Negasyon ve tikelleme yapıp, okuduğum bilimkurgular içinde, gerçekleşmiş veya gerçekleşecek bilimsellikler içeren bölümleri yazayım:
Lem, Yıldızlara Dönüş:
Romanın girişindeki Reel, 5 duyu-dilli bir sinema gibi anlatılmış. Doğrudan deneyim oluyor.
Asimov, Vakıf dizisi:
Vizisonor, işitsel-duygusal-kimyasal birleşimi bir duyu-dil kullanıyor. O da reel gibi.
Iain Banks, Kültür dizisi:
İnsansız bir gelecek tasarlıyor.
Herbert, Dune dizisi:
Bir çöl gezegeninin sulak bir gezegene çevirmenin olumsuz sonuçlaır anlatılıyor. Olumsuz olan, o gezegenin sakinlerinin gökadayı kolonileştirmesi değil, o gezegende çıkarılan ve uzay yolculuklarını mümkün kılan meta’nın yok oluşu.
Genel olarak bakınca, en ciddi bilimkurgu romanda bile, ciddi bilimsel içeriğin % 1 ila %o 1 arasında olduğunu görüyoruz.
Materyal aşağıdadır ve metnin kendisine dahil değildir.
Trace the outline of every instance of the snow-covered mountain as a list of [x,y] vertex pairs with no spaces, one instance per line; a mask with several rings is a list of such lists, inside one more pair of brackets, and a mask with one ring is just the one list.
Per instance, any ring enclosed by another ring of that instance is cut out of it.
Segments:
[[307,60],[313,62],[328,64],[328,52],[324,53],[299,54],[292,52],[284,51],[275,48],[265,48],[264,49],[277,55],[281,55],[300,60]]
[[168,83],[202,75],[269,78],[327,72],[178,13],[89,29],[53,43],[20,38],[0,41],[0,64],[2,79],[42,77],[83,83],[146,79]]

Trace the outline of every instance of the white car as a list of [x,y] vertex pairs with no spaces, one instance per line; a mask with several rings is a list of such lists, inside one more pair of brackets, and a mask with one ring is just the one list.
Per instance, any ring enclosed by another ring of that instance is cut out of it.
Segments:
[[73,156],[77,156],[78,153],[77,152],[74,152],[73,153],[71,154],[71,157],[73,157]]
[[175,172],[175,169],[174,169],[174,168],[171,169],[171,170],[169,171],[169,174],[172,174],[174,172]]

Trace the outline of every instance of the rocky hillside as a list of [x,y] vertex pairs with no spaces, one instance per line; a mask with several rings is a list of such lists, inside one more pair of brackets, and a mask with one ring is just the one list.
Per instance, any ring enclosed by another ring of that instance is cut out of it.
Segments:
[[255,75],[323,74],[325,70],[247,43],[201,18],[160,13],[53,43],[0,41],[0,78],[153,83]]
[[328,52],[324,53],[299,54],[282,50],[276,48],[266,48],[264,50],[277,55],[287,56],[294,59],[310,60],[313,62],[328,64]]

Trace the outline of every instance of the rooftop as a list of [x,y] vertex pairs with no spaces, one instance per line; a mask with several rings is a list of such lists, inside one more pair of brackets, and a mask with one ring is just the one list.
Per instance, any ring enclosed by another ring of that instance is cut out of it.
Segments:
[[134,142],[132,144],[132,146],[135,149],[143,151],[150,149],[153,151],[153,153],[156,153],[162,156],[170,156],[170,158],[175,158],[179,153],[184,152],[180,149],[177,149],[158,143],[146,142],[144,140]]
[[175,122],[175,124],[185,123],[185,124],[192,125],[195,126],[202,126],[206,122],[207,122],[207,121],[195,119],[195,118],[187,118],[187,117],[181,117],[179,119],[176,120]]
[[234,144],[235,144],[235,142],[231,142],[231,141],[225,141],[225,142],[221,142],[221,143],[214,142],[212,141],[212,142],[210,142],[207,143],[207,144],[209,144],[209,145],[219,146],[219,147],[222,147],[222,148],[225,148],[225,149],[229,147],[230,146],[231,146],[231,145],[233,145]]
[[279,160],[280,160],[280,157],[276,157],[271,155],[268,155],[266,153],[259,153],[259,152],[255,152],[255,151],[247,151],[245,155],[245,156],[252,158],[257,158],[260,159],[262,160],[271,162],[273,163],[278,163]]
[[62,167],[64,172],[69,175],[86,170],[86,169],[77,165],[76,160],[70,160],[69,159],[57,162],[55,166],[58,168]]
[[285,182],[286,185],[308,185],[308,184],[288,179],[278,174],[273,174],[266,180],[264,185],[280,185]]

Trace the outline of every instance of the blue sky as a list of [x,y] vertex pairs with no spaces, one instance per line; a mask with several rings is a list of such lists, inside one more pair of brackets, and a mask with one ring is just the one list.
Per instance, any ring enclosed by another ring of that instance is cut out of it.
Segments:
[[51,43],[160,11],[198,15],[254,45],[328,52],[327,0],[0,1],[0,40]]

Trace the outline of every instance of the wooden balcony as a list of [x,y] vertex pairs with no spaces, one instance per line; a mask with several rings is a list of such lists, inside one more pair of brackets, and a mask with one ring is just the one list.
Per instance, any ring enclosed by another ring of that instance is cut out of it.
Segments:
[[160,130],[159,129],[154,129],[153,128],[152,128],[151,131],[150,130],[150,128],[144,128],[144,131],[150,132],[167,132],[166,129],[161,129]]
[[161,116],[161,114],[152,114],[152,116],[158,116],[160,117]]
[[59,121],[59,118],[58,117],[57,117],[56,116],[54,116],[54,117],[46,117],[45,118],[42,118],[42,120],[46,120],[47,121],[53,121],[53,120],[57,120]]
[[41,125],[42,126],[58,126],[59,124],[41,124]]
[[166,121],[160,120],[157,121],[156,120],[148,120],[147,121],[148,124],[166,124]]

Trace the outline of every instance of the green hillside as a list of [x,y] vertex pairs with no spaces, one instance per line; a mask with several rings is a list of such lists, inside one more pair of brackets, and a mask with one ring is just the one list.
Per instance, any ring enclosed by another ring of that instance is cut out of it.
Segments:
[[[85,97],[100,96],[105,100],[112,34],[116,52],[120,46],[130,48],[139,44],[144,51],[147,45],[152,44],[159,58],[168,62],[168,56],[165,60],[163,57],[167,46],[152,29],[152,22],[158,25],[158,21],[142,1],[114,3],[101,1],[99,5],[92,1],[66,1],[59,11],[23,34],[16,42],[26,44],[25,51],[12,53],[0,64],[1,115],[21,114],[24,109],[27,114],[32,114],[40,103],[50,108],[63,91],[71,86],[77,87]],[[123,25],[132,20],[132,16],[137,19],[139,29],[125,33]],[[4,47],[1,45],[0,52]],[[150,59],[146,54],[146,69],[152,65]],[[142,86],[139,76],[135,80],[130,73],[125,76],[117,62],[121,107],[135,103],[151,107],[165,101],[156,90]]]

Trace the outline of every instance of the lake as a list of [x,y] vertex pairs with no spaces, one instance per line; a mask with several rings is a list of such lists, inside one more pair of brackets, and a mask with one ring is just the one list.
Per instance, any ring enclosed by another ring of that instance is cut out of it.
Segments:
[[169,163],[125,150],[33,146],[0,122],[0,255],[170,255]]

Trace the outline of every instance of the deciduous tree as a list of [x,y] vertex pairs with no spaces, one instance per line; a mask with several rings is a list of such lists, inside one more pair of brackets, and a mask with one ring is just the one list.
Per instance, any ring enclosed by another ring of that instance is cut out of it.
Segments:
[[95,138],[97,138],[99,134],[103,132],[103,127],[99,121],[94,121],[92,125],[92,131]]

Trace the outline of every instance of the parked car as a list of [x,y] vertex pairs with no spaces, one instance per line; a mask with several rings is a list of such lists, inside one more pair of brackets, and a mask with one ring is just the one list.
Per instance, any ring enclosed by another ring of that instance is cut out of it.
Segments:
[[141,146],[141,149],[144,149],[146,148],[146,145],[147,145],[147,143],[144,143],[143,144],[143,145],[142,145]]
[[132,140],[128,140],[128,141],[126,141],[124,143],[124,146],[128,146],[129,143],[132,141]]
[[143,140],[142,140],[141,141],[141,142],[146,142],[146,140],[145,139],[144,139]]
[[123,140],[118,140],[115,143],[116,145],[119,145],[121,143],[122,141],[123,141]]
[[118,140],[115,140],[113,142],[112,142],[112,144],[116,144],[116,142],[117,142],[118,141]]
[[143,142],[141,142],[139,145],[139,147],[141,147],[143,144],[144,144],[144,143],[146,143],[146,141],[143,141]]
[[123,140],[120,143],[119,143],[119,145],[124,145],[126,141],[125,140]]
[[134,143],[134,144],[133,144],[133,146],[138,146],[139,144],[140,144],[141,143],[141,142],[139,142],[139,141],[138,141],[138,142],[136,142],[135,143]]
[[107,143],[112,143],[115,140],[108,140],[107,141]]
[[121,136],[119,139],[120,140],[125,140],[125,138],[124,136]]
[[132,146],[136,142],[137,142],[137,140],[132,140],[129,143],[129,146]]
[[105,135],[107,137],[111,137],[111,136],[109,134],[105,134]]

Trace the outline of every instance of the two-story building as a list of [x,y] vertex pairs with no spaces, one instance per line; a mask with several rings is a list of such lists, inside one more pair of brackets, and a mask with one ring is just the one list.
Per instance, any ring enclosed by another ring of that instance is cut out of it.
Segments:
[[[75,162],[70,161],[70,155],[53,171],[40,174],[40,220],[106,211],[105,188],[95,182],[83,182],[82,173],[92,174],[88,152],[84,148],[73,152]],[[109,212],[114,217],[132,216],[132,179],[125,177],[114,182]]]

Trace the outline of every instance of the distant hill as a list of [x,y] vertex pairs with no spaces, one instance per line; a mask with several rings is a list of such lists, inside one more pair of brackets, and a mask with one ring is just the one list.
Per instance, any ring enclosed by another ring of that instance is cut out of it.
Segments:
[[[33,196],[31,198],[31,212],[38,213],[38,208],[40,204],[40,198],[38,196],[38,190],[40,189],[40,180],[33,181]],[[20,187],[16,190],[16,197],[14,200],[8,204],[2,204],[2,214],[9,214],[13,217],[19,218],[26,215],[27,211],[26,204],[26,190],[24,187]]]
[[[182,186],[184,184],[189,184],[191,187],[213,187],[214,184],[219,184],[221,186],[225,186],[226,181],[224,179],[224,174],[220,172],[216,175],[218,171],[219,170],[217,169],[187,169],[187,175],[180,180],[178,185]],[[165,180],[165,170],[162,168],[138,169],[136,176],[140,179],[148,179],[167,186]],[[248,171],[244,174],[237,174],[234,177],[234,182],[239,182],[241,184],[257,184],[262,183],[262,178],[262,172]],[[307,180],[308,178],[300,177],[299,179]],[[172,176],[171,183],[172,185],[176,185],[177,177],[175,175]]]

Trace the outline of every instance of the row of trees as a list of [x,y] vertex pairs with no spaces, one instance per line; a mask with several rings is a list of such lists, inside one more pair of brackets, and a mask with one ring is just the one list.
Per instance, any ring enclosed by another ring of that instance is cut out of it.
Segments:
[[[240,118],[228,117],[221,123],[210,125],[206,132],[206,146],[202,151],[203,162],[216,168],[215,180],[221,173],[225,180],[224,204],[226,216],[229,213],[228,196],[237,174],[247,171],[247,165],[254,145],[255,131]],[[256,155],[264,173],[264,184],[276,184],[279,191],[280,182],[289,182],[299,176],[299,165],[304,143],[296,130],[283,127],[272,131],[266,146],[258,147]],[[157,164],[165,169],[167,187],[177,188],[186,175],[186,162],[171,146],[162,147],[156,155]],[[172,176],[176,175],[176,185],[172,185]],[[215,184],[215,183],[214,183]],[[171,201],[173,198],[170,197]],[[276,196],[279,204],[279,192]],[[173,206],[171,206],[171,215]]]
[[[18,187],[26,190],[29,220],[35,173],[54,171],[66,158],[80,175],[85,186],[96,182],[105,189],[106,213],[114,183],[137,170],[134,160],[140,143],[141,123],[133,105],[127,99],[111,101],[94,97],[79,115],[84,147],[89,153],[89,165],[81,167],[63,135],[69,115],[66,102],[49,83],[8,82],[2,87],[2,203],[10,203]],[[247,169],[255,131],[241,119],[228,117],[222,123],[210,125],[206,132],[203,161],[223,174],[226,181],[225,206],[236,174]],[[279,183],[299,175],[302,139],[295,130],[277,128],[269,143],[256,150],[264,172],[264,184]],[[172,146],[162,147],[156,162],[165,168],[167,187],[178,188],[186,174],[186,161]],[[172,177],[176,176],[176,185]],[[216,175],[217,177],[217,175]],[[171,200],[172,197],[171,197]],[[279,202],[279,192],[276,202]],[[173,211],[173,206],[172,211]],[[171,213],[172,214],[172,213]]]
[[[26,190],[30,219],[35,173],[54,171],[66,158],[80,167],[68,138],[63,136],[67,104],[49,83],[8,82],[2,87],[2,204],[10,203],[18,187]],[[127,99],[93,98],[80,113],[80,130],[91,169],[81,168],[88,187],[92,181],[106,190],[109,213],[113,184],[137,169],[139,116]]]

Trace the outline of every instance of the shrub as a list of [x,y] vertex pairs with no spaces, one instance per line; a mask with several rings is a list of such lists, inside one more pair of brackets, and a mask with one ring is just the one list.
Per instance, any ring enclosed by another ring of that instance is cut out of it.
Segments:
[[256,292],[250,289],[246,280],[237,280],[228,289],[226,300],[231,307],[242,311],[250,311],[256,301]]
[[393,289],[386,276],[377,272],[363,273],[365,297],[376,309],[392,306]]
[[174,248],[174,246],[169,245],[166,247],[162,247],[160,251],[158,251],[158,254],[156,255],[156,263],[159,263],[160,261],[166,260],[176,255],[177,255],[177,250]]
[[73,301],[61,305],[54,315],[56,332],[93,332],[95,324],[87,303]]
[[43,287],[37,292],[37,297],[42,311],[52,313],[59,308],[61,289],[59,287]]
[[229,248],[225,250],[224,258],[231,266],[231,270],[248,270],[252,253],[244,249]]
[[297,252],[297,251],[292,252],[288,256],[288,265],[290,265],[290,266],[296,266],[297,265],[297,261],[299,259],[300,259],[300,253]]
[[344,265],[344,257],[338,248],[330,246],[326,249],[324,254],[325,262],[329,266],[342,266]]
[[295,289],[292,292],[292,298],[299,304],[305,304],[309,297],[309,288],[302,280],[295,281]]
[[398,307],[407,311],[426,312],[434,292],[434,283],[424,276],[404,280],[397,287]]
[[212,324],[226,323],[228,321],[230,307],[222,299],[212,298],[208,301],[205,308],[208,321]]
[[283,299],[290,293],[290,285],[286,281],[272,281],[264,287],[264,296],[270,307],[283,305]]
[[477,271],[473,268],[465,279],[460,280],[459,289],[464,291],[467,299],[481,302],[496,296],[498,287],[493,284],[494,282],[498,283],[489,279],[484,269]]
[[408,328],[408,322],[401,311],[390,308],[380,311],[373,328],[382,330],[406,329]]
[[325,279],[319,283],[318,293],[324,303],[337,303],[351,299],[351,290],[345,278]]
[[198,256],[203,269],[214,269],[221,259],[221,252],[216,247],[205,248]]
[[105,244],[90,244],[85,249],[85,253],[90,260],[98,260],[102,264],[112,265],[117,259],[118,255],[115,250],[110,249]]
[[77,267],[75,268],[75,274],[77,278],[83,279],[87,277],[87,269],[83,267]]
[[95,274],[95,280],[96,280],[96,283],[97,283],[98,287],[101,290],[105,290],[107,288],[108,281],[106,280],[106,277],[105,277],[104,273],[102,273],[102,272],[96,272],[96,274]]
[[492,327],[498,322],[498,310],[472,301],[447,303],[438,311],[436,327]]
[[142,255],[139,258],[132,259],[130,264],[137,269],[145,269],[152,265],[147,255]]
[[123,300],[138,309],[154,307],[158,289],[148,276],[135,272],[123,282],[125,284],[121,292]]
Ancak bu doz bile, ‘kitlenin / okurun toplu bilisizlikte geleceğe yönelik değişimlere yönelik açıklığı’ olarak sonuçlandı.
Daha yüksek dozlar, gelecekbilimcilerin işi. Tarih, 5 bin yılda bir bilim kılınabildi. Gelecekbilim ise, 70 yılda ancak çeyrek bilim oldu gibi, belki de daha az. Ancak, tarihteki 400 yıllık sikluslar, 2000-2200 arasını çöküş dönemi olarak tanımladı çoktan.
Bu durumda, tarih-gelecek arası ve bilimkurgu-gelecekbilim arası, onlarca nicelikte ve nitelikte eser yaratılabilir ve hiçbiri henüz ortada yok, diyebiliriz.
Yani, henüz sert / ciddi bilimkurgu ortada yok.